Elle s’est approchée de moi. On aurait pu glisser une feuille d’imprimante entre nos deux visages.
– Non, elle a fait, en me projetant son souffle dans les naseaux. Là, j’envoie la dose normale de phéromones.
Nos lèvres se sont collées, et elle m’a aspiré.
J’sais plus trop comment décrire ça, après. C’est un carrousel de chair, d’ombres et de lumière, de courbes surprenantes qui s’offraient, d’ouvertures humides, de cheveux collés par la sueur, avec une langue étrange comme bande-son, souffles, cris et chuchotements. Je me souviens pas que nous ayons respecté le protocole antiviral, je connaissais sa carte métabolique par coeur, et je me doutais qu’elle avait pu lire en moi le fait que je n’étais porteur d’aucun virus problématique.

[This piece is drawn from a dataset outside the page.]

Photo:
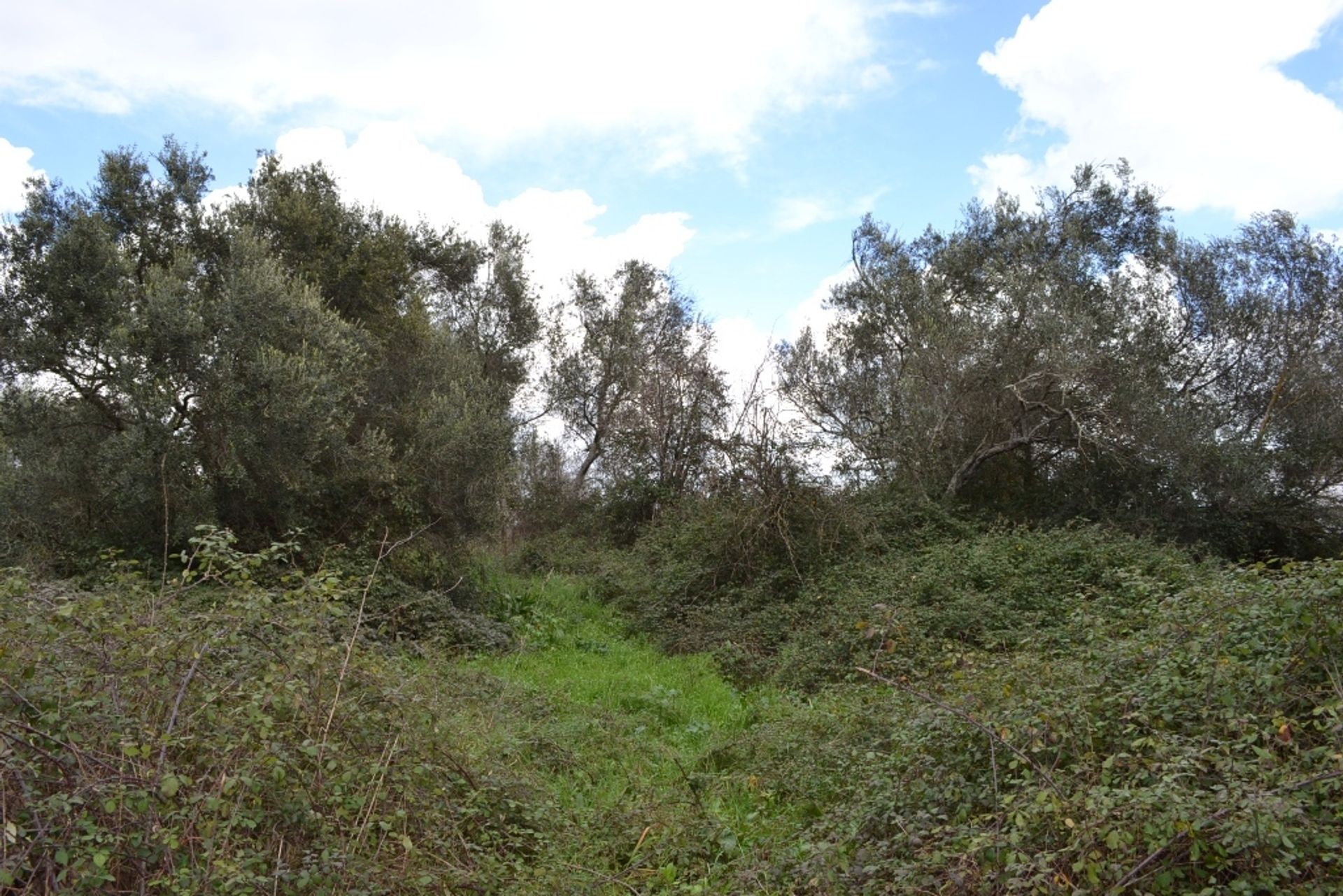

On a baisé pendant des heures et, à un moment donné, on s’est retrouvés allongés côte à côte, épuisés par la joute. On a commencé à causer, de tout et de rien, dans la pénombre électrifiée par les lumières de l’avenue.
J’sais plus trop comment on en est venus là, mais je lui ai demandé de me préciser quelques points concernant sa neurochimie intime, on se refait pas.
Elle m’a d’abord expliqué que son cerveau possédait quelques petites circonvolutions supplémentaires dans le néo-cortex. C’était cette couche cérébrale qui contenait les programmes spéciaux activant les pouvoirs “ psioniques ”.
Après, elle m’a expliqué un truc que les toubibs de la station avaient découvert. La mutation génétique nécessaire à la naissance de ces pouvoirs nouveaux aurait dû être le fait de parents eux-mêmes nés dans l’espace, c’est-à-dire que le “ méta-cortex ” dont elle était dotée n’aurait dû logiquement apparaître qu’à partir de la seconde génération.
– Comment qu’ça se fait?…
Elle s’est marrée, d’un rire désespéré.
– C’est comme ça… Nous sommes des signes, des messages… Mais si ça se trouve il vous faudra attendre mille générations de l’espace pour que des êtres comme nous réapparaissent. Nous sommes là pour vous montrer le long chemin qu’il reste à parcourir.
– Mille générations?
J’avais pas le temps d’ attendre.
Elle a ri, de nouveau.
– Flippez pas, HG, je plaisantais… En fait, il y aura sûrement quelques individus comme nous à chaque génération… Peut-être même qu’ils seront plus avancés, et ceux des prochaines encore plus, et ainsi de suite… Nous sommes sûrement le début de quelque chose, mais je sais que notre existence est fragile, trois mâles, quatre femelles. Avec des conditions de vie qui ne stimulaient pas la reproduction de l’espèce, si vous voyez ce que je veux dire.
Pour l’instant ce que je voyais était autrement indicible, mais j’ai fait l’effort de continuer la conversation, malgré les images de reproduction biologique qui voulaient absolument prendre racine dans mon cerveau.
– Vous viviez tous les sept dans la station de recherches?
– Oui… (elle a arqué un petit sourire) mais la discipline était très stricte, beaucoup de cours, physique théorique, biologie, neurosciences, astronomie, plus l’entraînement physique quotidien, avec ça (elle m’a montré le réseau greffé sous la peau, la bande translucide qui luisait le long de ses membres, comme un drôle de tatouage remontant à la naissance)… Et puis, de toute façon, même sans ça, sans la discipline… ça n’aurait pas changé grand-chose!
– Quoi, qu’est-ce qui n’aurait pas changé?
– Ça n’aurait rien changé… C’est ça le truc, c’est ce que dit McCoy Alvarez…
– McCoy Alvarez?
– Un des mômes du centre, comme moi… Il dit que nous ne pouvons pas évoluer en clade, que nous…
– En quoi?
– En clade, en sous-groupe de l’espèce qui évoluerait vers sa propre spécificité… Nous ne pouvons pas selon McCoy… C’est écrit dans notre programme génétique… Tu piges, HG?
Je pigeais que dalle.
Elle a poussé un soupir. Je me sentais comme le con de Terrien devant l’intelligence supérieure.
– Nous ne pouvons pas nous séparer de l’espèce humaine, tu comprends mieux?
– Non, désolé.
Elle a poussé un deuxième soupir, encore plus long.
– Nous sommes stériles.
Je l’ai regardée, intensément.
– Stériles?
– Oui, entre nous… Les femmes ne peuvent être fécondées que par des humains de la Terre, et c’est réciproque pour les garçons, évidemment.